Chicken Soup With Galangal (Kai Tom Kha)
2 stalks lemon grass
1 cup water
4 cup coconut milk
8 chicken thighs or
4 chicken breasts diced
10 slice galangal
2 tablespoon fish sauce
3 small fresh chilies
3 bergamot leaves
2 tablespoon lemon juice
GARNISH:
spring onions shredded
chilies shredded
This one's a bit more complex and gets into some exotic ingredients. All of them should be
available from an Asian grocery. If you have any questions about what the ingredients are or how to
use them, just ask. The only thing that can not be substituted for is the fish sauce. You could use
ginger instead of galangal, but the soup would lack the perfumed, exotic aroma of the galangal that
adds so much to the dish.
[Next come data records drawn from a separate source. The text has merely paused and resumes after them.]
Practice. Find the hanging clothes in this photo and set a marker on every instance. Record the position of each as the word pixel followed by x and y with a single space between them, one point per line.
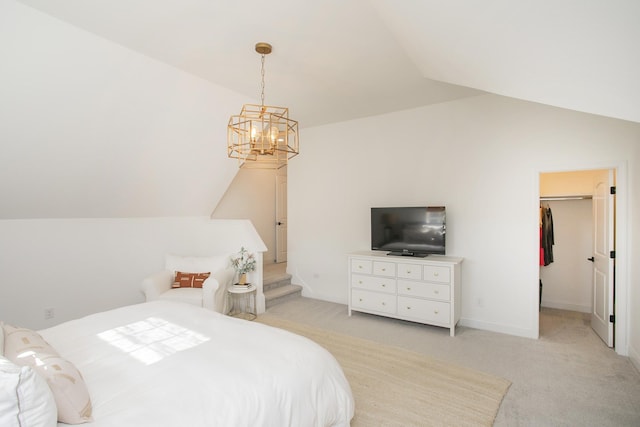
pixel 546 236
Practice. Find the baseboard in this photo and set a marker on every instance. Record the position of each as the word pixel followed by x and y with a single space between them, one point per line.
pixel 500 328
pixel 566 306
pixel 634 356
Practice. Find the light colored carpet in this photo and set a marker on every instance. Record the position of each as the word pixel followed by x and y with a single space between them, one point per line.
pixel 397 387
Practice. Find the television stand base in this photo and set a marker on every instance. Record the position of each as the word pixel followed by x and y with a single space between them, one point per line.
pixel 413 254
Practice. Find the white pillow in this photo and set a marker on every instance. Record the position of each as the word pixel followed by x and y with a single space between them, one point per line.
pixel 192 264
pixel 27 348
pixel 25 397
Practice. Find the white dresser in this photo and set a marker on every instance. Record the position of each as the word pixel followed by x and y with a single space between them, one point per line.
pixel 424 290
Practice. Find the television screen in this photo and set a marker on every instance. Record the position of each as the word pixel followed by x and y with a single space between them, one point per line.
pixel 416 231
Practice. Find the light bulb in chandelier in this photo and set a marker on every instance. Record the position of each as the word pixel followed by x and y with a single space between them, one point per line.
pixel 262 136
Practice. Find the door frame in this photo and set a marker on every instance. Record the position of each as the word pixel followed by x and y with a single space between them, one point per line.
pixel 622 278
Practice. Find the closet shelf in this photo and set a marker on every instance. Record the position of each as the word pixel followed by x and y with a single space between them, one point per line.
pixel 576 197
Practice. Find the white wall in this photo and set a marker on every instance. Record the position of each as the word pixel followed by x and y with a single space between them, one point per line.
pixel 252 196
pixel 481 157
pixel 82 266
pixel 90 129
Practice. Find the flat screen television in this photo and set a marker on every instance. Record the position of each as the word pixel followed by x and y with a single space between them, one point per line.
pixel 409 231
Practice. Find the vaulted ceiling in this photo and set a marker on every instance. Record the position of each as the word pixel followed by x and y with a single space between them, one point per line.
pixel 119 108
pixel 335 60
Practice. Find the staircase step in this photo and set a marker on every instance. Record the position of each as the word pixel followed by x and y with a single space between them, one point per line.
pixel 281 293
pixel 276 282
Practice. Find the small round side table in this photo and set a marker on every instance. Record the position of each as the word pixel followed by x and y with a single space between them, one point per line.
pixel 241 302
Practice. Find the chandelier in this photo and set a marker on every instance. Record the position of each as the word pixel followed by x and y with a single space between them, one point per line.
pixel 262 136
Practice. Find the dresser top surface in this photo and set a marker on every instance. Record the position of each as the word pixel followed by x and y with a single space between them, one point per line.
pixel 382 255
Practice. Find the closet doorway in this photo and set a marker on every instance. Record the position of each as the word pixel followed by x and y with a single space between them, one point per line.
pixel 577 273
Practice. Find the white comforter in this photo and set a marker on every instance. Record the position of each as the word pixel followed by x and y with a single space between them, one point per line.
pixel 170 364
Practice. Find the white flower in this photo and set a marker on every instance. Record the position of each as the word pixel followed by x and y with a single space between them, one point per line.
pixel 244 262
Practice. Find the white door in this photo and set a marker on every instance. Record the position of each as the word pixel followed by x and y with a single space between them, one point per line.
pixel 603 261
pixel 281 216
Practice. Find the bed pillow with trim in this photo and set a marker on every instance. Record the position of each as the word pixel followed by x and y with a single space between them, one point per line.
pixel 25 397
pixel 25 347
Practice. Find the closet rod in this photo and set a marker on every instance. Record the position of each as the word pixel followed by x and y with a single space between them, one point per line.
pixel 587 197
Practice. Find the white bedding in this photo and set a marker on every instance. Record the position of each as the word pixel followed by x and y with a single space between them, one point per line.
pixel 163 363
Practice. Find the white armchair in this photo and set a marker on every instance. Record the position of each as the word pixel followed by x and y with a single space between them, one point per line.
pixel 212 294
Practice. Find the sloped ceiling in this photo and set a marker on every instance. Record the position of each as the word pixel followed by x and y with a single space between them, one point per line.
pixel 69 150
pixel 335 60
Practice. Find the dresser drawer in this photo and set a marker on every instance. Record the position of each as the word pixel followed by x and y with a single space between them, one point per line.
pixel 409 271
pixel 434 273
pixel 361 266
pixel 424 310
pixel 424 290
pixel 381 268
pixel 373 283
pixel 374 301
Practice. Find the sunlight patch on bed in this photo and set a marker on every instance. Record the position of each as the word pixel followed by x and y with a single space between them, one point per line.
pixel 152 339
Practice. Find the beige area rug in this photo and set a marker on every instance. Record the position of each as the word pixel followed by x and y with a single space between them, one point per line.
pixel 397 387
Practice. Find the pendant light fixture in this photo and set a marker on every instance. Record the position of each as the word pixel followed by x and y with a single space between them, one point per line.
pixel 262 136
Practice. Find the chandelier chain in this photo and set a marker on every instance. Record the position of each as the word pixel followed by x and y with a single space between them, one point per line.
pixel 262 76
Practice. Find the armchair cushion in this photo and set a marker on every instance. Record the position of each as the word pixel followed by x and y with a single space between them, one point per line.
pixel 194 264
pixel 211 296
pixel 189 280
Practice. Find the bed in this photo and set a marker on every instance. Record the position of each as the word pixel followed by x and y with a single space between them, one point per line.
pixel 165 363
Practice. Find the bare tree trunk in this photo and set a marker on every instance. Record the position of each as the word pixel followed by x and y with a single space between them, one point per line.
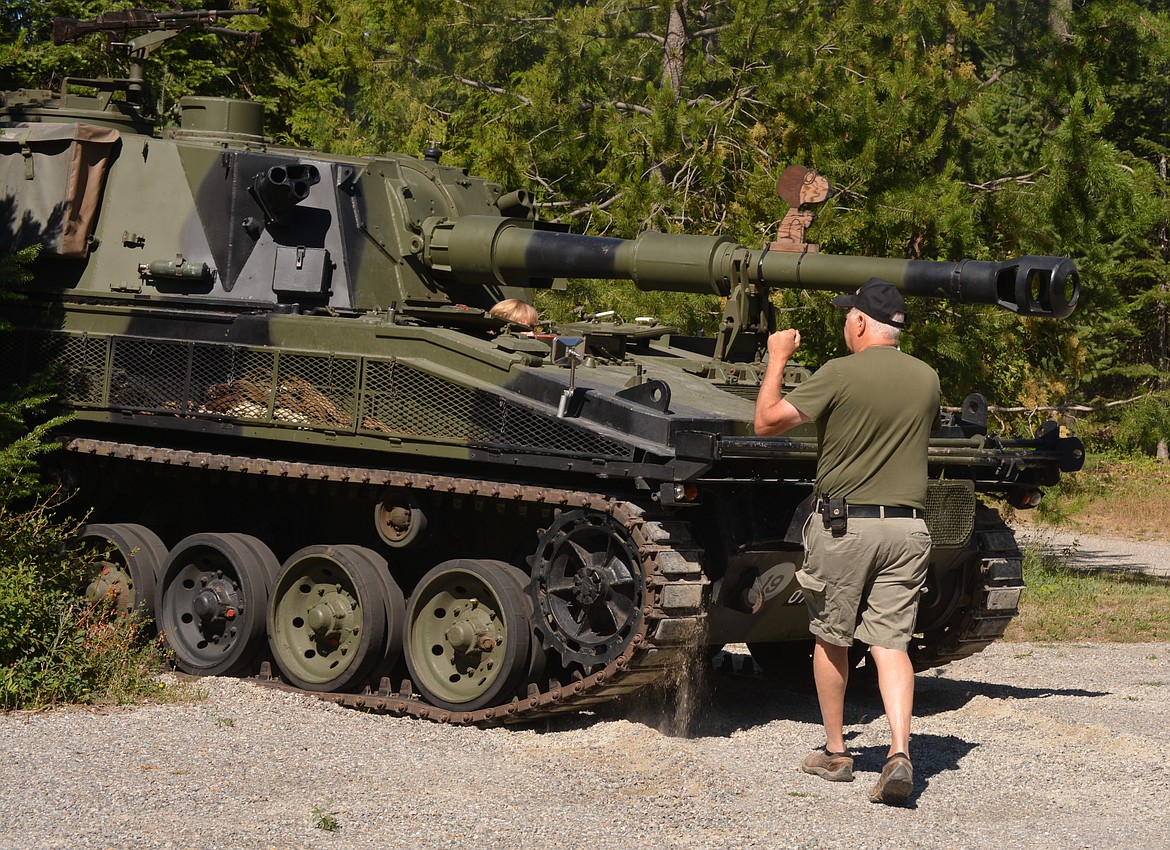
pixel 1162 315
pixel 673 48
pixel 1060 13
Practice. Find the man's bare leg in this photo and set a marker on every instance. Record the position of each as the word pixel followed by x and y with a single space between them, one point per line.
pixel 831 672
pixel 895 680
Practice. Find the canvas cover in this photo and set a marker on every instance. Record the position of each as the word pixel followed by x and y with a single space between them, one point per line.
pixel 50 184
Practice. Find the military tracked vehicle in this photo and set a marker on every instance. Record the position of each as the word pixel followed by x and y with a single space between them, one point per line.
pixel 317 458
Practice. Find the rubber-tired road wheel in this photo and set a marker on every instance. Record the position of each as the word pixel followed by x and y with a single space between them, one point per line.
pixel 130 573
pixel 468 635
pixel 212 598
pixel 327 621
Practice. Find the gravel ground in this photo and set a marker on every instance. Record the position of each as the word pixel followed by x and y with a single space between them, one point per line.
pixel 1023 746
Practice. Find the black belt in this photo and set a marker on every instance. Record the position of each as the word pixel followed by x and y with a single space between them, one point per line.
pixel 883 512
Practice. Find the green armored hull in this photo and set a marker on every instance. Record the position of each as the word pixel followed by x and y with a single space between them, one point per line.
pixel 319 459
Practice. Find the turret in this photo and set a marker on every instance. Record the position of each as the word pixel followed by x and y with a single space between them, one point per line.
pixel 486 249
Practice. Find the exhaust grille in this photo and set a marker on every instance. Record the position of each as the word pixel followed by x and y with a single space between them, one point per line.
pixel 950 513
pixel 293 389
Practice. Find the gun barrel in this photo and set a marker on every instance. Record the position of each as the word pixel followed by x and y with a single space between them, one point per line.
pixel 487 249
pixel 1032 286
pixel 67 29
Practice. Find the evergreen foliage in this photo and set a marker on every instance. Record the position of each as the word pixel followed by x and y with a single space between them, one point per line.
pixel 54 646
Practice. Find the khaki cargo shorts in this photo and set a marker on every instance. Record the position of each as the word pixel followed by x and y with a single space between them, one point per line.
pixel 865 584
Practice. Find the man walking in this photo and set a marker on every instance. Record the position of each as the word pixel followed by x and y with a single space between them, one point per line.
pixel 866 545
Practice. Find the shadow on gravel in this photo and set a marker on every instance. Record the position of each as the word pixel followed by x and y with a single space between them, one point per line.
pixel 723 703
pixel 940 696
pixel 931 755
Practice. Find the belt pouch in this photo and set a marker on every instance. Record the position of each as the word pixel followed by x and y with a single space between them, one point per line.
pixel 835 515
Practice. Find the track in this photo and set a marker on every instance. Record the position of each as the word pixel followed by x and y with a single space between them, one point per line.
pixel 660 649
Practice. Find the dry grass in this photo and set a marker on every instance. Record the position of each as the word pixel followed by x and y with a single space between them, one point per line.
pixel 1062 603
pixel 1124 498
pixel 1113 497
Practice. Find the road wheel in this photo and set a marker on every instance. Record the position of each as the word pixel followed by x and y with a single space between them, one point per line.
pixel 212 600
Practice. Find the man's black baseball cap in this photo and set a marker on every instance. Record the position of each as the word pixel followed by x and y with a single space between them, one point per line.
pixel 878 299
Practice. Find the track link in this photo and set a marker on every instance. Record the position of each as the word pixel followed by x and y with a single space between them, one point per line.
pixel 992 600
pixel 673 616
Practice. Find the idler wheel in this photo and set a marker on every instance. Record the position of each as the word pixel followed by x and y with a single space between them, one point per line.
pixel 327 621
pixel 212 600
pixel 468 635
pixel 587 588
pixel 399 520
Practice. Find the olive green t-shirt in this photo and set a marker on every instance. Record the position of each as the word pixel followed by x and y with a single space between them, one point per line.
pixel 874 411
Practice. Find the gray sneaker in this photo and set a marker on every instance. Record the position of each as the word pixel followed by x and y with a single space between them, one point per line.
pixel 896 781
pixel 835 767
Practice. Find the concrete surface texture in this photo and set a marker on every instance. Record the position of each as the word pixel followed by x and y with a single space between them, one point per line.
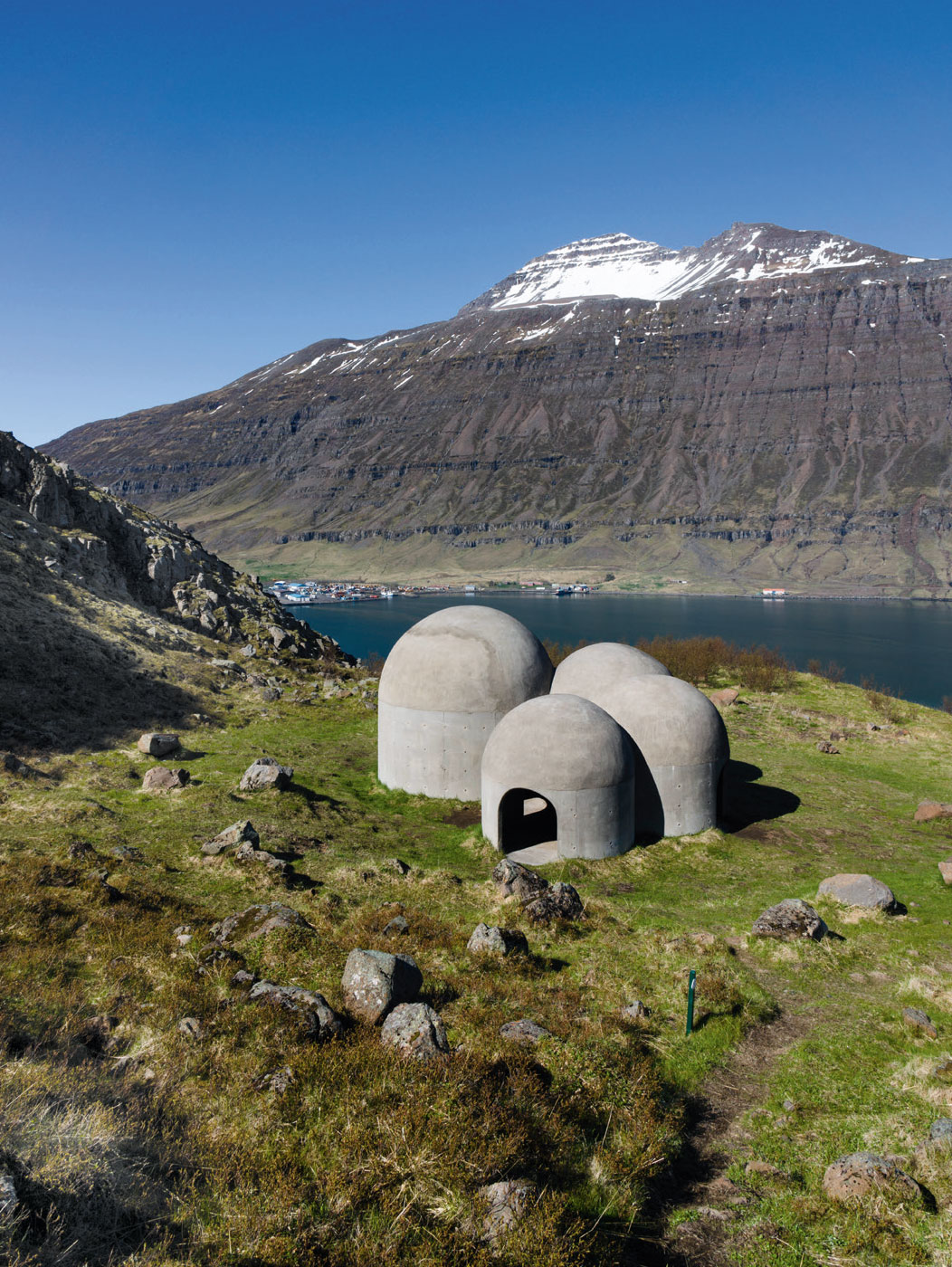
pixel 559 768
pixel 445 686
pixel 598 668
pixel 681 749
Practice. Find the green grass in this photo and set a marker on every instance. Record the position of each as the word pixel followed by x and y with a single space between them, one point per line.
pixel 366 1158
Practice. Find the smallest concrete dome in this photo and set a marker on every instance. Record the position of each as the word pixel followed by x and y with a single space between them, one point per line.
pixel 681 751
pixel 558 768
pixel 601 667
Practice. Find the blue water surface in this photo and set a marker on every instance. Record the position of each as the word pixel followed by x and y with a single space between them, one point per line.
pixel 900 645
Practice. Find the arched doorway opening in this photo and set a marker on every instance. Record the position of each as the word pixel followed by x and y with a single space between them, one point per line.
pixel 527 819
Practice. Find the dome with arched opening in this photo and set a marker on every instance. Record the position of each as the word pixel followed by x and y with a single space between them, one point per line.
pixel 445 686
pixel 559 766
pixel 681 748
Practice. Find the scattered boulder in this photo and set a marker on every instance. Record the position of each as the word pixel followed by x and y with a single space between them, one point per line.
pixel 857 1175
pixel 395 864
pixel 861 891
pixel 275 1080
pixel 928 810
pixel 414 1030
pixel 725 697
pixel 161 779
pixel 374 982
pixel 281 639
pixel 310 1010
pixel 917 1019
pixel 265 772
pixel 230 838
pixel 258 921
pixel 557 901
pixel 635 1011
pixel 157 745
pixel 525 1033
pixel 512 880
pixel 506 1204
pixel 788 920
pixel 249 853
pixel 487 939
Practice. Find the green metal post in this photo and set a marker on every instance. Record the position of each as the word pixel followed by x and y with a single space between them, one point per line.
pixel 690 1003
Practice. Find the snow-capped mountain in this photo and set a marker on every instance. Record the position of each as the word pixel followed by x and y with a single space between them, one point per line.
pixel 772 405
pixel 624 268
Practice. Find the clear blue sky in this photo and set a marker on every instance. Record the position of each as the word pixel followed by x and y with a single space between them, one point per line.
pixel 190 190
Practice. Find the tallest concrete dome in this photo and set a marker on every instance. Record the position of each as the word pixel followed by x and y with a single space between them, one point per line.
pixel 446 684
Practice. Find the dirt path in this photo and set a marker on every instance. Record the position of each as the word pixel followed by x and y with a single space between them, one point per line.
pixel 714 1137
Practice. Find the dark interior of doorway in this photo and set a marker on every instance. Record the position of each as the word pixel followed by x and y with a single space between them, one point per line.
pixel 527 819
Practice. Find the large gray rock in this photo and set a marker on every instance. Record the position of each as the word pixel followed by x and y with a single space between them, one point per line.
pixel 310 1010
pixel 506 1204
pixel 161 779
pixel 374 982
pixel 788 920
pixel 857 1175
pixel 230 838
pixel 258 921
pixel 514 880
pixel 557 901
pixel 859 890
pixel 524 1032
pixel 249 853
pixel 917 1019
pixel 414 1030
pixel 490 939
pixel 157 745
pixel 265 773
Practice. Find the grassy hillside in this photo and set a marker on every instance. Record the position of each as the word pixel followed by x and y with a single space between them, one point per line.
pixel 132 1138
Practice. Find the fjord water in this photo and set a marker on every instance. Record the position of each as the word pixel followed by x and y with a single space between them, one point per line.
pixel 900 645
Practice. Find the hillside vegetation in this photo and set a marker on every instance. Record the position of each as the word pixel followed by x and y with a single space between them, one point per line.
pixel 154 1114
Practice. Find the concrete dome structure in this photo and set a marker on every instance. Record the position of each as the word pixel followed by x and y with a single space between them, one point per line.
pixel 443 688
pixel 559 768
pixel 597 668
pixel 681 749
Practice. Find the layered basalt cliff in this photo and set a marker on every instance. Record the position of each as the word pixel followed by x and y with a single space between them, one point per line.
pixel 790 427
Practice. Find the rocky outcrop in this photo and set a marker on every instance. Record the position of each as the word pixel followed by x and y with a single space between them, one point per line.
pixel 116 550
pixel 785 427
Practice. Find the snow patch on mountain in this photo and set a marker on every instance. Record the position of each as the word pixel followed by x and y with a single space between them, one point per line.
pixel 620 266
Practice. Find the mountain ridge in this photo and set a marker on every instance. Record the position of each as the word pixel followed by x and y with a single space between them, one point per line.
pixel 743 433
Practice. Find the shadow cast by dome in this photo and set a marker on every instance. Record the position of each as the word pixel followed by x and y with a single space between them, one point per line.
pixel 744 801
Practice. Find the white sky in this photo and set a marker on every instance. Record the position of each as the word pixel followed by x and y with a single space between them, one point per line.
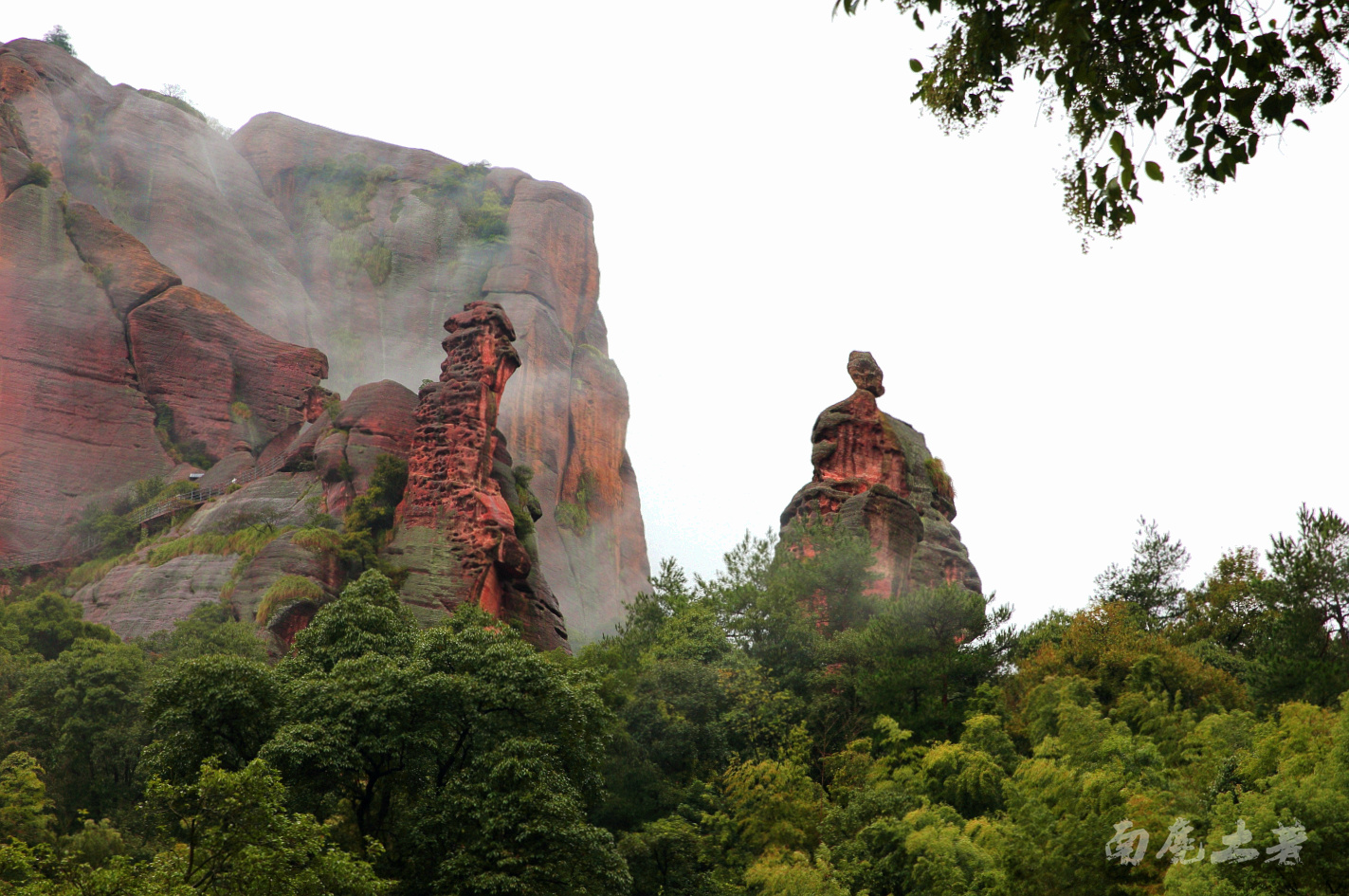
pixel 766 200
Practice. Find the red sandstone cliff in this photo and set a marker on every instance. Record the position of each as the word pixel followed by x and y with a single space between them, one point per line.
pixel 873 472
pixel 109 369
pixel 362 248
pixel 459 536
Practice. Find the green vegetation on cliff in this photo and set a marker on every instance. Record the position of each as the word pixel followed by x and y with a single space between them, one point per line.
pixel 771 730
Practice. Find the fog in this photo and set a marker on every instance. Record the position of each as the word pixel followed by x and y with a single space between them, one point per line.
pixel 766 200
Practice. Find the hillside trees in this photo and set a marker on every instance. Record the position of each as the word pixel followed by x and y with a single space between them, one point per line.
pixel 771 730
pixel 1212 80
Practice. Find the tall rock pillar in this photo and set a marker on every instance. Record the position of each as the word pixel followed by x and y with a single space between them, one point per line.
pixel 873 472
pixel 465 522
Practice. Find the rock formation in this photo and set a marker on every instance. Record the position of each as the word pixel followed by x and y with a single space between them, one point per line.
pixel 459 533
pixel 362 248
pixel 874 474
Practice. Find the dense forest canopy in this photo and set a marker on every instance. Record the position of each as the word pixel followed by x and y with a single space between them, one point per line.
pixel 771 730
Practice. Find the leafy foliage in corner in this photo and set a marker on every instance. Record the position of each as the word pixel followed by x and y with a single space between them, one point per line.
pixel 1215 80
Lime zest could be used for the bergamot leaves. Cut the lemon grass into
1-inch pieces. Bring the water to the boil with half the coconut milk. Then add the chicken, lemon
grass, galangal and 1 tablespoon fish sauce. Simmer for about 20 minutes or until the chicken is
cooked. Less cooking time will be required for diced chicken breast. Stir in the remaining coconut
milk and turn up the heat. As soon as it begins to boil, toss in the whole chilies and bergamot
leaves. Stir, and remove from the heat. Serve in individual bowls. Sprinkle each with lemon juice
and fish sauce to taste and garnish with slivers of spring onions and chili.